As a producer of energy chains and special energy chain cables, igus® has the facilities to examine chains and cables in practical use. In its own test labs in Cologne, many extremely demanding applications are tested in parallel. Currently over 35 tests are running with actual equipment. The results are collected into a comprehensive data pool which forms a very precise instrument for judging the lifetime of the equipment in particular situations. And the data pool is also used within the company as a basis for new designs. The precise data regarding cables, chains and also the customized e-chain systems® enables igus® to give a system guarantee (depends on application).
chainflex® bus cables are available for all continuous bus systems for the e-chain® application. Also in heavy-duty cross sections, for example 3 x 2 x 2.5mm² or with voltage supply cores in a cable.
Clear space is created in the center of a cable according to the number of cores and the cross section of each cable. This center should be filled, as far as possible, with a genuine center cord (and not, as frequently the case, with fillers or dummy cores consisting of waste materials). These measures will then efficiently protect the stranded structure situated above and prevent the stranding from wandering into the middle of the cable.

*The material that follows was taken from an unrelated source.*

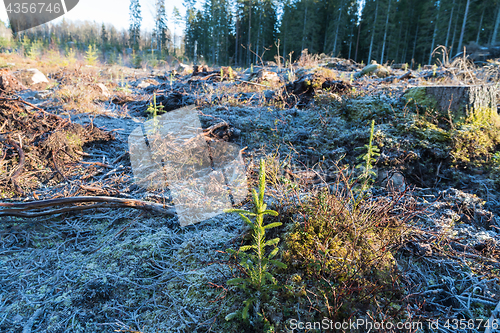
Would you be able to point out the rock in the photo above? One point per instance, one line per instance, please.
(457, 102)
(33, 78)
(374, 69)
(8, 82)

With respect to the selection of litz wires, the maximum flexibility has proved to be the best solution. Although very flexible conductors can be made using very thin individual wires, these conductors tend toward extreme formation of kinks. Long-term series of tests provided the result of a shielded combination of single-wire diameter, pitch length and pitch direction as the best bending-resistant solution.

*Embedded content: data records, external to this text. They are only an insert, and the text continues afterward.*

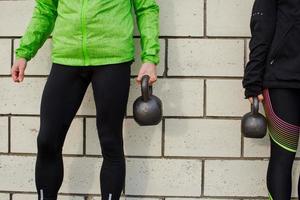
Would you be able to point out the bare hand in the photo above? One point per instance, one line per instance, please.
(260, 98)
(17, 70)
(147, 69)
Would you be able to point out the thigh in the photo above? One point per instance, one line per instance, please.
(111, 87)
(62, 96)
(283, 113)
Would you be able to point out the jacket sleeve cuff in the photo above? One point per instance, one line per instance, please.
(253, 91)
(151, 59)
(22, 54)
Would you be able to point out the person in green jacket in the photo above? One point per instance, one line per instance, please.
(92, 42)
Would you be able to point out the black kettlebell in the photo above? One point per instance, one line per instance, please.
(147, 109)
(254, 124)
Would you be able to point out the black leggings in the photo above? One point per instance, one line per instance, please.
(282, 107)
(62, 96)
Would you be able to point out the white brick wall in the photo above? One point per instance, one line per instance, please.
(196, 152)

The insulation materials must be made so that they do not stick to one another within the cable. Furthermore, the insulation is also required to support the stranded individual wires of the conductor. Accordingly, only the highest-quality, high-pressure-extruded PVC or TPE materials that have proved their tested reliability in millions of core kilometers are then used in energy chain applications.
The stranded structure must be stranded around a stable, tension-proof center with an optimized short pitch length. However, due to the insulating materials being used, this stranded structure should still be defined in mobile form within the stranding. Starting from a quantity of 12 cores, however, the method of stranding in bundles should be applied.

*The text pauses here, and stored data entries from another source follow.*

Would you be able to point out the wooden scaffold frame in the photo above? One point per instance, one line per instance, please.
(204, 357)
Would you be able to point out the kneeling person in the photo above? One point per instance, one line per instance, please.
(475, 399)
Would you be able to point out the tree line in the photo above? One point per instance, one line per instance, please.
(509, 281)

A gusset-filling extruded inner jacket must be used instead of inexpensive fleeces, fillers or accessory fillers. This measure ensures that the stranded structure is efficiently guided in longitudinal direction. Moreover, the stranded structure cannot fall apartor wander off.
The total shield should be made tight using an optimized shield braiding angle over an extruded inner jacket. Loose open braids or wrapped stranding reduce the EMC protection considerably and can fail very quickly due to shield wire breakage. A tight total braid shield also has a torsion protection effect on the stranded structure.
The material-optimized outer jacket can fulfil many different requirements: From UV-resistant to low-temperature-flexible, and from oil-proof to cost-optimized. But these outer jackets must have one thing in common: A jacket material must be highly abrasion-resistant but not be allowed to stick to anything. It must be flexible but also provide a supporting function. In any case, the jacket should also be extruded under pressure (gusset-filling).